In pre-incident observations, PwC said that decisions made in the design and build phase led to a resilience posture lower than required, to cater for the impact of technical failures.
Professional services industry heavyweight, PwC, was appointed in January 2017 to conduct an independent review of the outage caused by the failure of two HPE 3Par storage area networks (SAN), which began in December 2016.
"Specific design and build characteristics adopted by the service provider for the SAN and enabling infrastructure – some of which were geared towards better performance versus higher resilience – exacerbated the scale of the failure and compromised response and recovery capabilities," said the report.
According to the report the scale, scope and duration of the outage were caused by several issues, including the potential for an incident of that nature and scale, had not been explicitly considered by the ATO or its SAN service provider.
"This resulted in readiness levels in terms of technical resilience and recovery capability (as designed and implemented in the specific ATO SAN instance) insufficient to cater for the scale and scope of the technical failure," the report said.
PwC has made several recommendations addressing the issues found in its review.

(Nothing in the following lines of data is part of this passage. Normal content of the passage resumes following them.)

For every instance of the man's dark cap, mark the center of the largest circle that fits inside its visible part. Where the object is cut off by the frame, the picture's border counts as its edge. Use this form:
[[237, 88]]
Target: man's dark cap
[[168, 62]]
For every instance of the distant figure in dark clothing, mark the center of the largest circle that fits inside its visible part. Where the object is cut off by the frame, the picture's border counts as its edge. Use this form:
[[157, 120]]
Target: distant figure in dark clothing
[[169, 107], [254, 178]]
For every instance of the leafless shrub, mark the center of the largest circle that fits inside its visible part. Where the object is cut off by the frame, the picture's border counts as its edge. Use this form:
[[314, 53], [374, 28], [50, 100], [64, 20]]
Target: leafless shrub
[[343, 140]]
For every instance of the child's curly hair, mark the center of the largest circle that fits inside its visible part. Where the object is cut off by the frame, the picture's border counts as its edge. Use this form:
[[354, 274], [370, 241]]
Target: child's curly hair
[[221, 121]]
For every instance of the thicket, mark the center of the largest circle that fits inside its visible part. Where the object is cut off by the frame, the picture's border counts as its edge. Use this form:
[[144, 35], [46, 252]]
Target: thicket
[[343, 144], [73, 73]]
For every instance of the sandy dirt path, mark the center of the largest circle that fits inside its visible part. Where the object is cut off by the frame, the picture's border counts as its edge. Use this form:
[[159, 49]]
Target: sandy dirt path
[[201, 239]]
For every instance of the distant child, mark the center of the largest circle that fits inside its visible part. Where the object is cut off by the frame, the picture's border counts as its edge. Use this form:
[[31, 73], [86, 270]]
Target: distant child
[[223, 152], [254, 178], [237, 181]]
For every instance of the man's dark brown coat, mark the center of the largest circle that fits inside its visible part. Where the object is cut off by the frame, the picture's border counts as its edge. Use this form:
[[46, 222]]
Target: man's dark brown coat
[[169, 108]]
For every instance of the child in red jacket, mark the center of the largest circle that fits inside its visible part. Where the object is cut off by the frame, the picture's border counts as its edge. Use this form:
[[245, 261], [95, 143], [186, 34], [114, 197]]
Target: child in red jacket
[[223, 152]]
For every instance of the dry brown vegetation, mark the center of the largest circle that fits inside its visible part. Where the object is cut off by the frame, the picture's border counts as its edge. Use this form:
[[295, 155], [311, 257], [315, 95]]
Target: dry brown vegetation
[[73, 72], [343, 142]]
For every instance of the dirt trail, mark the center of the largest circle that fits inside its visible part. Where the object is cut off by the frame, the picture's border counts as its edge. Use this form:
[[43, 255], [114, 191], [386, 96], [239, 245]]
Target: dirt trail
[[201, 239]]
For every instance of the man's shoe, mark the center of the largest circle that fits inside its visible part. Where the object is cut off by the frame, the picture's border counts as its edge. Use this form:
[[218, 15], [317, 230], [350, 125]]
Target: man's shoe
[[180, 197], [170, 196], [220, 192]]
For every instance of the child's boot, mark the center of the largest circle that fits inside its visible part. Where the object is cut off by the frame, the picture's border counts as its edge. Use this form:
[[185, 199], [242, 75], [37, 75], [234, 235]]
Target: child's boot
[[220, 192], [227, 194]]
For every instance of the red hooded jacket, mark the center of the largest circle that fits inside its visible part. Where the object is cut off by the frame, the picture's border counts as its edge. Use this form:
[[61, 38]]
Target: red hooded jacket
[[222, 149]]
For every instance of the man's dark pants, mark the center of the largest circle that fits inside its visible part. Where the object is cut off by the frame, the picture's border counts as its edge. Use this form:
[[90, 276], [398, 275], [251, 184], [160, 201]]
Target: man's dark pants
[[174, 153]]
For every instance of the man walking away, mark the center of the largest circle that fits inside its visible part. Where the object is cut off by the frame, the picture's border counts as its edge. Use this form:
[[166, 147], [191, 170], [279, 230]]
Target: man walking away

These included replacing the current physical infrastructure; re-architect and reconfigure a new SAN with a re-balanced focus on resilience and performance; provide a centralised logging capability; migrate management, monitoring and recovery systems to separate and non-dependent storage; pursue, with priority, unanswered technical questions that pose an ongoing risk in relation to the use of 3Par.
In order to strengthen the ATO’s governance, risk and response capabilities, PwC recommended to augment current ATO technical knowledge and expertise pertaining to infrastructure design and implementation planning; support design governance processes; establish a permanent and dedicated resilience ‘run’ function as part of the business continuity management capability, and to provide an enterprise-wide focus on preparing for, testing, and responding to disruptive events.

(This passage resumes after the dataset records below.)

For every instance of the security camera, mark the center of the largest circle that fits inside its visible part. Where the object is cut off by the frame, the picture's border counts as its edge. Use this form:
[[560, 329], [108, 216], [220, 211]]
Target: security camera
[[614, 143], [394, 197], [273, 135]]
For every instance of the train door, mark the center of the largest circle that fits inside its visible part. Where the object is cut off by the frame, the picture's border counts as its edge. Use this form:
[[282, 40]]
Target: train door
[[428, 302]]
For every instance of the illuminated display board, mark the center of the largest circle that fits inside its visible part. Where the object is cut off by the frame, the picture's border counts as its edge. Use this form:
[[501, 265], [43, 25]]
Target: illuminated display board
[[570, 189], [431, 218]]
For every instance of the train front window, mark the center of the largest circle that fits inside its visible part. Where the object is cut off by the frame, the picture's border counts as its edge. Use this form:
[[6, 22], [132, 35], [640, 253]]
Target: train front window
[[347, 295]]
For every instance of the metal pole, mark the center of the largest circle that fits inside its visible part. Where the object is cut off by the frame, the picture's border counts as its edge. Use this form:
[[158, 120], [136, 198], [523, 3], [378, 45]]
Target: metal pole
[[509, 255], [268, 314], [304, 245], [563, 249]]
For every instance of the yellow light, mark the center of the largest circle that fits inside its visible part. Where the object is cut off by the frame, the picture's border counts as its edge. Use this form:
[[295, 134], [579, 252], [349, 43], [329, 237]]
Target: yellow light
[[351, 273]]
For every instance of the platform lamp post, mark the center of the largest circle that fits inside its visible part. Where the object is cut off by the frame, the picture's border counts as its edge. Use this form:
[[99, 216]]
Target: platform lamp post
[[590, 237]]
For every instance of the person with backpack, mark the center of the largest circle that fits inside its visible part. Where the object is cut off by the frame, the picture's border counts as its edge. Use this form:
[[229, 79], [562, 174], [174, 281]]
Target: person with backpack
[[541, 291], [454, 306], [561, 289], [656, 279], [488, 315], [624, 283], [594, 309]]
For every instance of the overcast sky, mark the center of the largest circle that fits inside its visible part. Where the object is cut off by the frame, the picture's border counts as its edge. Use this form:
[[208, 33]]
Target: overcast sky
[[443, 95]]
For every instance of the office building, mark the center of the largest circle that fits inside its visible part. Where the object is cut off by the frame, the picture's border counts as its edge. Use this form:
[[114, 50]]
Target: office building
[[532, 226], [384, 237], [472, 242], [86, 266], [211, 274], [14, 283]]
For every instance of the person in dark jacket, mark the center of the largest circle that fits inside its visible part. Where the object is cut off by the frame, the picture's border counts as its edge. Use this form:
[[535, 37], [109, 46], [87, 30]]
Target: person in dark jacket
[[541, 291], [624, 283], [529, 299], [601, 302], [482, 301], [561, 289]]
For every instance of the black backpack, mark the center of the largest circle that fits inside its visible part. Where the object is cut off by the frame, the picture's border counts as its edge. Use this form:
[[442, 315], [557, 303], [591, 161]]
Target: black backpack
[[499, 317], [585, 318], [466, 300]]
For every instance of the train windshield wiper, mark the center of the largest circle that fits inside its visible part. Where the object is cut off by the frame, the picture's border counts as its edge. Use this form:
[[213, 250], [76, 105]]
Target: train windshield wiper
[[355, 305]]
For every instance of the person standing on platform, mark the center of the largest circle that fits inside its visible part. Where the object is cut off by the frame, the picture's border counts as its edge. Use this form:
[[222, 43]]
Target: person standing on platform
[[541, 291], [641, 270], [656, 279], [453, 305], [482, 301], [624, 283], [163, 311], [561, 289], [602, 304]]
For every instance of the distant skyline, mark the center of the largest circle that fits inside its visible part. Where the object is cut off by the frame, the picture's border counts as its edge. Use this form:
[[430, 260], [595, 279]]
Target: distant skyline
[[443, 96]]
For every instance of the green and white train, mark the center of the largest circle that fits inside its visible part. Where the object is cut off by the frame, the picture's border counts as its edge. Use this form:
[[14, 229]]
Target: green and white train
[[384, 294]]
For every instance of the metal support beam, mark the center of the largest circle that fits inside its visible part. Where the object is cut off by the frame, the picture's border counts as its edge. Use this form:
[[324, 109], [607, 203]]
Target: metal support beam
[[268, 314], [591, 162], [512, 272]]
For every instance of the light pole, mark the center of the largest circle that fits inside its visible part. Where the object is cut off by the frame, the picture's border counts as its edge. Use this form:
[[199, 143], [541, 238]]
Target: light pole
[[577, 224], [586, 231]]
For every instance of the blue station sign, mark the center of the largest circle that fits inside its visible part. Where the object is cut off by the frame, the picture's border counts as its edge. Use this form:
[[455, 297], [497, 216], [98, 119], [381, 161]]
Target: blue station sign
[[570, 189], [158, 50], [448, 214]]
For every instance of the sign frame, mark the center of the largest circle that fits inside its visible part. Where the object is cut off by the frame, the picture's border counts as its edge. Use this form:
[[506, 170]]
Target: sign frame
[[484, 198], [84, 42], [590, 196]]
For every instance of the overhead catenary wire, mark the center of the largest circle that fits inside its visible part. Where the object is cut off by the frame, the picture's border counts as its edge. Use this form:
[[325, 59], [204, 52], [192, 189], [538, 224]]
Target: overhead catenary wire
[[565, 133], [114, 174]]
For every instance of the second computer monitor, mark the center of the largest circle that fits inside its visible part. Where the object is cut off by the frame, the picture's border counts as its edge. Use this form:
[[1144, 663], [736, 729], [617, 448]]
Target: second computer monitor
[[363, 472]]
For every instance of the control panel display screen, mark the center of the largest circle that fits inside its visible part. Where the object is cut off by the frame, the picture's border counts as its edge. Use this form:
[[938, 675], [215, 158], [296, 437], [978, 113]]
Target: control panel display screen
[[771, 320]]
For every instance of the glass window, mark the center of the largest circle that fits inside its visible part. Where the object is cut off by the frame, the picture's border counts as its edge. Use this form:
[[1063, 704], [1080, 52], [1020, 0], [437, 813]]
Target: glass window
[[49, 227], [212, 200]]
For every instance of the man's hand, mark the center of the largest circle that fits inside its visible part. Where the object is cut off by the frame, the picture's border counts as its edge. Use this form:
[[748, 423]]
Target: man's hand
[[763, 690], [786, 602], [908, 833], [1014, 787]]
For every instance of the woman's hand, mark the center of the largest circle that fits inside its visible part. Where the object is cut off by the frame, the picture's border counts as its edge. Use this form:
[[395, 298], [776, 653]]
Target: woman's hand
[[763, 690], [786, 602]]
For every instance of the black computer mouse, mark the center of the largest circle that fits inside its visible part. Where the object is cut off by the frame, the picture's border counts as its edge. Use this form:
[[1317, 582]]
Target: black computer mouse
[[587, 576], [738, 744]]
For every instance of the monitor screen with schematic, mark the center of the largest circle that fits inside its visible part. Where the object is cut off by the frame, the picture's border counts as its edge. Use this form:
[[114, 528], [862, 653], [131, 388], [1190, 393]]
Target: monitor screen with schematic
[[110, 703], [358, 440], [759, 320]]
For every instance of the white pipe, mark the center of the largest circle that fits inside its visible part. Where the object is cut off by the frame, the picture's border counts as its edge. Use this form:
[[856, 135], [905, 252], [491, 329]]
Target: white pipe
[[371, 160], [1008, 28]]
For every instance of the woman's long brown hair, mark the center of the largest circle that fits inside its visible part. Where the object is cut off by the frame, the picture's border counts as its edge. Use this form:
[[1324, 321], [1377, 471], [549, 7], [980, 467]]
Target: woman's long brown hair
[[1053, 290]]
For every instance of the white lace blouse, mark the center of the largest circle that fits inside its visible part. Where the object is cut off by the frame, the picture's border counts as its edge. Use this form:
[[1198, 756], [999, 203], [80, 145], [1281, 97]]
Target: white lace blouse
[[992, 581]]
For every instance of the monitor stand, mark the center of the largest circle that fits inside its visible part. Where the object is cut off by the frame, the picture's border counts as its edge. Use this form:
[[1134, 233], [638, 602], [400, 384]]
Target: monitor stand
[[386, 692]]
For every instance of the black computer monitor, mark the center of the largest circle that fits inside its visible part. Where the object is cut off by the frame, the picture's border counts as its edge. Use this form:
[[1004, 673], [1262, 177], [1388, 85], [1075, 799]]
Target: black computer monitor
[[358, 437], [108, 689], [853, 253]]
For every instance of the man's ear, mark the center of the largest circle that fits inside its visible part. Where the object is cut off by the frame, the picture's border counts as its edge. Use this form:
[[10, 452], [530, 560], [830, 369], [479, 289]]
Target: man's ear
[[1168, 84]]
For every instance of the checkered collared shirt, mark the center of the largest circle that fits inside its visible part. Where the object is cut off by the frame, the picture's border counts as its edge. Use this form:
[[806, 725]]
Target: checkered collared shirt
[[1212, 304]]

The report also outlined that the ATO should consolidate, streamline, update, and simplify existing business continuity management documentation to clearly articulate the relationship between, and accountability for, business continuity, disaster recovery, and resilience planning.
The ATO said it was taking action in response to the PwC report.

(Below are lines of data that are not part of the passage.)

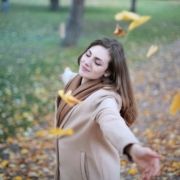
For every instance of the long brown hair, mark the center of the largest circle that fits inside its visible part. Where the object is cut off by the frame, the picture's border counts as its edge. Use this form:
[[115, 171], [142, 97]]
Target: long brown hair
[[119, 79]]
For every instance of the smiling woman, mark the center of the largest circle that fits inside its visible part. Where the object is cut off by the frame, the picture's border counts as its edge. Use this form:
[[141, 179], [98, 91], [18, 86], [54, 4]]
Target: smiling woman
[[94, 63], [100, 123]]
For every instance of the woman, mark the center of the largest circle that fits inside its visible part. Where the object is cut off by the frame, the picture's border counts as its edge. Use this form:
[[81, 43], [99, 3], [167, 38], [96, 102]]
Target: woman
[[100, 123]]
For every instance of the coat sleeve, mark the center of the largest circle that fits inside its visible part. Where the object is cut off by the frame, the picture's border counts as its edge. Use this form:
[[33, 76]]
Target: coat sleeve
[[114, 129]]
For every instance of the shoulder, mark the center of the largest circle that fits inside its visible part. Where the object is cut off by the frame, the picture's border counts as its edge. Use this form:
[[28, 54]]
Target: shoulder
[[104, 94], [68, 75]]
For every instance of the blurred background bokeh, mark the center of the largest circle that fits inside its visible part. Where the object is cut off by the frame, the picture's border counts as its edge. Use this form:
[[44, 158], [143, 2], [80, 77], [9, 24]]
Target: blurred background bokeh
[[33, 55]]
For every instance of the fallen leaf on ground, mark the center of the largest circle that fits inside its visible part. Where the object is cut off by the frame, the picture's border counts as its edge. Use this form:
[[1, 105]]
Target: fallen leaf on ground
[[175, 105], [119, 31], [126, 15], [152, 50]]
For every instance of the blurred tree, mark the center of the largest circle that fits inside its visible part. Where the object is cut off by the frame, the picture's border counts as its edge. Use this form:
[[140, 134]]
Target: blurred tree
[[133, 5], [74, 23], [54, 5]]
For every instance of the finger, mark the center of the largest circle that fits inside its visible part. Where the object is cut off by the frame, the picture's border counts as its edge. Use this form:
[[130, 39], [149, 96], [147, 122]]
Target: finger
[[153, 154], [156, 168]]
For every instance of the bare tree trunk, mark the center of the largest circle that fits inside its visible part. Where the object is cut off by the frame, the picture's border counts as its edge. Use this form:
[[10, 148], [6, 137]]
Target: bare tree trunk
[[133, 6], [54, 5], [74, 23]]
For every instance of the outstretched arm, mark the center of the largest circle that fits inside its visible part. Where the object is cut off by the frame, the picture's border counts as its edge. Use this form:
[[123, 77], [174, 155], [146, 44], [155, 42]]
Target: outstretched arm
[[146, 159]]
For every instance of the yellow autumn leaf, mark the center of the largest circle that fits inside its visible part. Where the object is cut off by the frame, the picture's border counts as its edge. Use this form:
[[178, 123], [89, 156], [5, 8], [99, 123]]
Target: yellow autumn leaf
[[17, 178], [4, 163], [152, 50], [126, 15], [132, 171], [138, 22], [175, 105], [59, 131], [68, 98], [176, 165]]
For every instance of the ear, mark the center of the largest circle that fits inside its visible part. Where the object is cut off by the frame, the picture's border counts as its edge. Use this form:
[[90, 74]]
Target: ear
[[107, 74]]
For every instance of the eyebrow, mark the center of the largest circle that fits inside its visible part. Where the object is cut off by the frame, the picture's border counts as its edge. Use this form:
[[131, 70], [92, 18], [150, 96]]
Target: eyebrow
[[95, 57]]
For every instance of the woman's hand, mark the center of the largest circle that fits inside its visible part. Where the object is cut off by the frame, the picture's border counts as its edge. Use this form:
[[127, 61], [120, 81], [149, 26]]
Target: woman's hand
[[146, 159]]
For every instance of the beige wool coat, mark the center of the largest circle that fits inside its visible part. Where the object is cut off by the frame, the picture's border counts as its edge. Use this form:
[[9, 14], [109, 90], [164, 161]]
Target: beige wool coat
[[100, 136]]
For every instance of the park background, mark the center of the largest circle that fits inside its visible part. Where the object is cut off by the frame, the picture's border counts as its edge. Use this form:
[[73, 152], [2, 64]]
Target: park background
[[32, 58]]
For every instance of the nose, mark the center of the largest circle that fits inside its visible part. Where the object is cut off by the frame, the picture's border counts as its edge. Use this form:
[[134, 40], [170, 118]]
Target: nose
[[88, 61]]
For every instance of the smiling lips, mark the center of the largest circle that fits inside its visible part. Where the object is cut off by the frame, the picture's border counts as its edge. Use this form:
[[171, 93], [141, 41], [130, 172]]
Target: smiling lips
[[85, 69]]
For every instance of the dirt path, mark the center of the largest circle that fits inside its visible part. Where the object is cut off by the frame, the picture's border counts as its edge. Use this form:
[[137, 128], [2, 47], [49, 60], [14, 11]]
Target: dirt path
[[155, 83]]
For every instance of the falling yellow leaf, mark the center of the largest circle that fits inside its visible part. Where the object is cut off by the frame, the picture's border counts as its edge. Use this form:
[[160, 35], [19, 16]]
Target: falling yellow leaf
[[59, 131], [138, 22], [152, 50], [68, 98], [17, 178], [132, 171], [176, 165], [126, 15], [175, 105], [4, 163], [119, 31]]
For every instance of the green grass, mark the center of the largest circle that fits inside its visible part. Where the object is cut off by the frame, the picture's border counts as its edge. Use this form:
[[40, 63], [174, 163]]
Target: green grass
[[31, 58]]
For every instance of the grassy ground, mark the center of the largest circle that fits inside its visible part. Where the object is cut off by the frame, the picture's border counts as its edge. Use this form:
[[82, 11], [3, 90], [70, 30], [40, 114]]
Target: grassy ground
[[31, 58]]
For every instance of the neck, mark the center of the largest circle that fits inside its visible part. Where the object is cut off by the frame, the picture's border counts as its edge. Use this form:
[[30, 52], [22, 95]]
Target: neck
[[84, 80]]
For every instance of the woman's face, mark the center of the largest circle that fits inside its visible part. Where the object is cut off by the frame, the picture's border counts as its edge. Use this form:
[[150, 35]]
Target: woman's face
[[94, 62]]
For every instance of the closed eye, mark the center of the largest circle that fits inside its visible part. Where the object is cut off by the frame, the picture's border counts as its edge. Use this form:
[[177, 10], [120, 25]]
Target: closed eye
[[98, 64], [87, 55]]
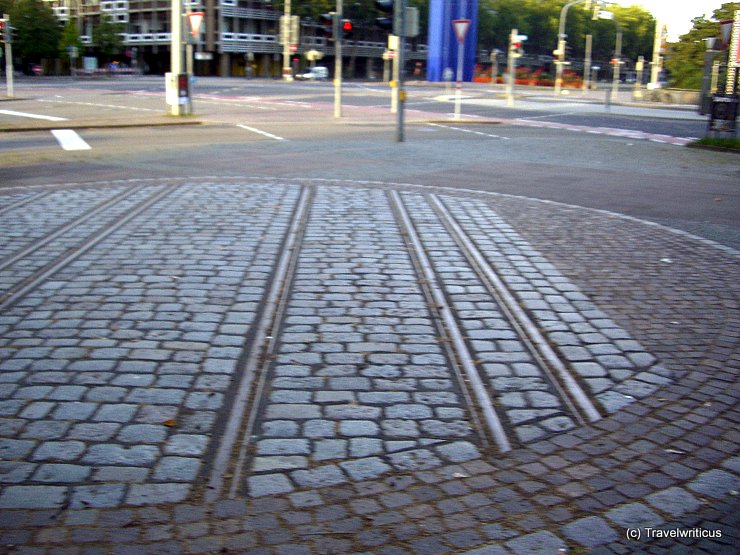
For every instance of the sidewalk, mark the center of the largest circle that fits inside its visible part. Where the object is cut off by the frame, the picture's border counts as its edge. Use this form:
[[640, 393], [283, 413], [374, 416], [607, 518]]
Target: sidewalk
[[313, 366]]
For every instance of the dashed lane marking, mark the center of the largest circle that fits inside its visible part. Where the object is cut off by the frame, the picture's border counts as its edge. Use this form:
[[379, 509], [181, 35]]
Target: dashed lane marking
[[470, 131], [263, 133]]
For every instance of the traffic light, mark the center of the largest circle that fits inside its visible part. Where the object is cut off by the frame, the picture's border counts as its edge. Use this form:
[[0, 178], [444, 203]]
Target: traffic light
[[327, 21], [386, 7], [5, 30], [515, 44], [334, 29]]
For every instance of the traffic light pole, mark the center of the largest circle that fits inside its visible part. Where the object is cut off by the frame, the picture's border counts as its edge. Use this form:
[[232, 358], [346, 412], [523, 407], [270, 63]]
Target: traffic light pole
[[399, 24], [176, 48], [287, 73], [337, 23], [10, 92]]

"The ATO is well-advanced in implementing the recommendations of both reports, including fixing irritants and enhancing systems performance, refreshing the Tax and BAS Agent Portal to better meet the needs of the tax profession and improving our IT design and governance," the ATO said.
In June 2017, the ATO released a report into the outage that revealed that analysis of SAN log data for the six months preceding the incident indicated potential issues with the Sydney SAN similar to those experienced during the December outage.
HPE took some actions at the time, including the replacement of specific cables, but errors continued to be reported indicating the actions did not resolve the potential SAN stability risk.